# Going Away Plaque



## Stick (Aug 23, 2007)

Here's a plaque I did the woodwork for and had laser etched for a guy PCSing out of my Division. I used solid mesquite so he could take a little Texas with him.


----------



## GeorgeC (Jul 30, 2008)

That is really nice. I did not realize that mesquite could be obtained in boards that large.

George


----------



## phinds (Mar 25, 2009)

beautiful, and a great choice of wood.


----------



## The Everyman Show (Jul 10, 2009)

Stick great job on the plaque, I like the two accent strips that break up the two edges, nice touch. The laser etching does an amazing job of precise detail – does it create much tear out? Do you have much sanding to do afterwards to get any tear out cleaned off or is it a smooth finish product?


----------



## Stick (Aug 23, 2007)

GeorgeC said:


> That is really nice. I did not realize that mesquite could be obtained in boards that large.
> 
> George


I had to drive 45 minutes south of San Antonio to a specialty flooring/mantle shop to get it. It doesn't usually come that large. If you look at the grain close, that is the entire cross-section of the tree. The longest board they had of that width was 37". The did have longer ones up to about 8' that were 8-9" wide though.


----------



## Stick (Aug 23, 2007)

The Everyman Show said:


> Stick great job on the plaque, I like the two accent strips that break up the two edges, nice touch. The laser etching does an amazing job of precise detail – does it create much tear out? Do you have much sanding to do afterwards to get any tear out cleaned off or is it a smooth finish product?
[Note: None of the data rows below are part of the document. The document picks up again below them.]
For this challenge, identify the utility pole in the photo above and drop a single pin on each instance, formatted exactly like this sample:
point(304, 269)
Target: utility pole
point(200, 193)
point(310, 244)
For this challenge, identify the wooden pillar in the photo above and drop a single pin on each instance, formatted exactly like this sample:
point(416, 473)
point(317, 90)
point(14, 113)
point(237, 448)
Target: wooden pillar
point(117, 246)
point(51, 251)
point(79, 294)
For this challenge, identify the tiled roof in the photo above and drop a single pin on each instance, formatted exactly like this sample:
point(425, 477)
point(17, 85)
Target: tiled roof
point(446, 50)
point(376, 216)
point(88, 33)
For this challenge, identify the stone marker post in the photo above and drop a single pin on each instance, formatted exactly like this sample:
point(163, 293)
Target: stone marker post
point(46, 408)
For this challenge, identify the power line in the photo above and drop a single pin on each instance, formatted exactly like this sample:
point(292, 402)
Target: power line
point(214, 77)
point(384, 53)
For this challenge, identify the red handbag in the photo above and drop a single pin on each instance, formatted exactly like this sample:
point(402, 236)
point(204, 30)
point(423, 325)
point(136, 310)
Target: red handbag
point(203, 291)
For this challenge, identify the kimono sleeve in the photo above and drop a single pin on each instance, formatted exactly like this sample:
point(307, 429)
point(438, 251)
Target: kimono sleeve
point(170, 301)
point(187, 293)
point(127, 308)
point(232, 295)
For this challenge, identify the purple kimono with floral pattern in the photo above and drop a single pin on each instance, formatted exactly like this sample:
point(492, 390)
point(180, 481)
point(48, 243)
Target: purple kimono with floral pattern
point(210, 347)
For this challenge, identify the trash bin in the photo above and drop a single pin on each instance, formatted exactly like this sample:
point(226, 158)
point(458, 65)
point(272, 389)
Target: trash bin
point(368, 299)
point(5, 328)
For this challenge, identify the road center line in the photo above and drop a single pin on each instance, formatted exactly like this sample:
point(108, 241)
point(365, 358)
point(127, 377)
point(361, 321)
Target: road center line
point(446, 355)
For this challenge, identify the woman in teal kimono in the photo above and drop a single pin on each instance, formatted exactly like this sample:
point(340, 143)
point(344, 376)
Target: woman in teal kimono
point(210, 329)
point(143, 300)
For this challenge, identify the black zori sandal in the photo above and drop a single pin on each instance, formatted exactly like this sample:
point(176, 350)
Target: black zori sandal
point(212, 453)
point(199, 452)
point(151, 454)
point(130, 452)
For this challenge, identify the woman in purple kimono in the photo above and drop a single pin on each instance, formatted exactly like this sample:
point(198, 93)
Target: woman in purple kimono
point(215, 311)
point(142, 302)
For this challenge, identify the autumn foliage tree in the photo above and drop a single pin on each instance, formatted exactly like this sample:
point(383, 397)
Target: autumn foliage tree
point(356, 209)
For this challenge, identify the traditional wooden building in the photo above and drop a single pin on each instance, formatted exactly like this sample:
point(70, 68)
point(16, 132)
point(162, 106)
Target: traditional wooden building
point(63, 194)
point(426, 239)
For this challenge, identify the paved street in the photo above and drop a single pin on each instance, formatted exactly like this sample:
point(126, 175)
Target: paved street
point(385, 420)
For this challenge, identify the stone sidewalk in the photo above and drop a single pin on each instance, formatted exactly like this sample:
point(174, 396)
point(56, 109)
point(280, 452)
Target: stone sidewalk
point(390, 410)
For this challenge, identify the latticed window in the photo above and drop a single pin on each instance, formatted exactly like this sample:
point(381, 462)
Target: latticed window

There is absolutely no tear out with the laser etching, probably because it burns the wood out instead of cutting it (smelled like a BBQ pit when I picked it up). I did all the sanding to the board before I had it etched. The laser only goes about a 1/16th deep in most places, even less in the lighter shaded parts. I think the letters/wording at the bottom were the deepest etched parts. I did spend about 5 hours working on the .jpg to get it lightened up enough so the picture wasn't a dark black blob. Even after I see the finished product, I think I'll lighten some parts of the picture up even more to give more detail and less of a solid "burn".


----------